Instead, I now see how to leave work and re-focus each day on people, things and places that matter to me. Sometimes that is reading, sometimes it is getting out and seeing something different, sometimes it is just sitting in and playing board games with friends.
Whatever those self priorities are, find a way to focus on them before the universe forces you to.
That we no longer communicate when the relationship has simply ended?
M and I have been together for 1.5 years and a great relationship, part of each others families and all parts of our lives.
When I first created a profile on a few different dating sites…
OK Cupid and a few others I was open to new experiences. Worse yet were those you were connecting with deeply.
I put a fairly good picture of who I am and what I was looking for both in the narrative and in photo. While going on many first dates and not connecting, my confidence waned at times. Several times, I’d chat with someone and then they would disappear – profile gone, etc. Again, it was taken as a bad self-reflection when they disappeared.

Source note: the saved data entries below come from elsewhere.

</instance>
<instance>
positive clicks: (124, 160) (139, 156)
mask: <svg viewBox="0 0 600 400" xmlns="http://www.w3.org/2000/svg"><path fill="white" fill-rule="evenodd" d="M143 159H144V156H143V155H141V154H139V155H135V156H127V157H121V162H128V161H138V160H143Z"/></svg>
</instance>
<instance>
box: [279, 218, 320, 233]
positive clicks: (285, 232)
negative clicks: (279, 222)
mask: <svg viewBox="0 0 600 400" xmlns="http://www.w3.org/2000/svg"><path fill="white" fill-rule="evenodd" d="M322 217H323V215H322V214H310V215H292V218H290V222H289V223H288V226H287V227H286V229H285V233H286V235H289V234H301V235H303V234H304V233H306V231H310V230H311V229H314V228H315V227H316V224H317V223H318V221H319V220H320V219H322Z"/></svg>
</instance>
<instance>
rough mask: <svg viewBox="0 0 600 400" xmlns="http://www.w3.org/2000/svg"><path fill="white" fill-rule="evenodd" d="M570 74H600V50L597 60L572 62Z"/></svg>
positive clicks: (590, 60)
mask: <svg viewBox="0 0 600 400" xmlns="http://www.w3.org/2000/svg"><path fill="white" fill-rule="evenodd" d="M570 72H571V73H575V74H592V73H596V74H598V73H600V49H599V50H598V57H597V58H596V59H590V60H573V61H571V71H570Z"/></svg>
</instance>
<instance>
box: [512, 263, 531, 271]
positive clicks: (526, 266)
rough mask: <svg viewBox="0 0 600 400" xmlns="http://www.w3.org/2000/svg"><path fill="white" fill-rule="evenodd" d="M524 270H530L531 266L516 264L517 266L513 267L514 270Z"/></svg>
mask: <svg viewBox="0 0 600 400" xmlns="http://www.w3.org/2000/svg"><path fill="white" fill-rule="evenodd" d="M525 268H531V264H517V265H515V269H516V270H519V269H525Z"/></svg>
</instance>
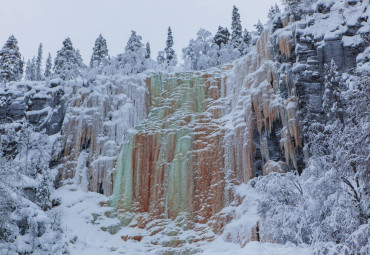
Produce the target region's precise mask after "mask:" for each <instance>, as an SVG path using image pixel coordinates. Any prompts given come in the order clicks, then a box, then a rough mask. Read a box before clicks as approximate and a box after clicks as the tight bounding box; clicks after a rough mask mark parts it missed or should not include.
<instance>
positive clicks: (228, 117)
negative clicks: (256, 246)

Some friendships became closer this year while other friends moved back to the outer fringes of our circle. Daddy and I got a puppy who is so much a part of us in the 2.5 months we’ve had her. What my recovery has taught me is how important my home life is to me – family and friends. How life is meant to be about experiences, even simple ones.We could geek out over books, business topics or whatever was top of mind.Today, I read yet another article about research going on related to UX of online dating and the trend of ghosting.I’ve taken more photos of the trees and birds in my backyard than I ever would have noticed before the universe declared I need to slow down.Life isn’t all about work, you have to have a life outside of work too. Yes, I have my relationships that matter to me, however, much of my attention was focused on work and aspirations.